The different types of welding are:
- Gas Metal Arc Welding (MIG)
- Gas Tungsten Arc Welding (TIG)
- Shielded Metal Arc Welding (Stick)
- Flux Core Arc Welding (FCAW)
While these are not the only welding techniques available, they are the four primary types and cover the welding needs in almost any situation. Here are the details:
MIG (Metal Inert Gas) Welding
MIG welding comprises a continuously-fed solid electrode that heats the metals to be joined, a direct current power source to melt the electrode, and an externally supplied shielding gas to protect the weld. With four main metal transfer methods--globular, short-circuiting, spray, and pulsed-spray—MIG welding has become the most popular industrial welding process.
TIG (Tungsten Inert Gas) Welding
In TIG welding, a non-consumable tungsten electrode heats the metal, and a shielding gas protects the weld pool from contaminants in the air. The TIG process produces clean, high-quality welds in various metals including, aluminum, steel, stainless steel, copper, and brass, to name a few of the most common types. The advantages of using a TIG welder include what you will not get with the technique: spatter, slag, flux, smoke, or fumes.

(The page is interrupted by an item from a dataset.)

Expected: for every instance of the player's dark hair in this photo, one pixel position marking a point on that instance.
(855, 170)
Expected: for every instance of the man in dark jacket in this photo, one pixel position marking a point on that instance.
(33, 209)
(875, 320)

Appropriately called shielded metal arc welding, stick welding uses an electrode (stick) and electric current at the weld pool to join various metals. The electrode consists of a solid metal rod surrounded by compounds and metal powders. Mostly used on steel and iron, a stick welder is a versatile and straightforward welder used in construction and fabrication settings.
Flux Core Welding
Flux core welding is a wire welding process, similar to MIG, that does not require an external shielding gas. Instead, the wire contains a flux compound that reacts with the welding arc to form a gas protecting the weld pool. A flux core welder is ideal for outdoor welding and on dirty materials.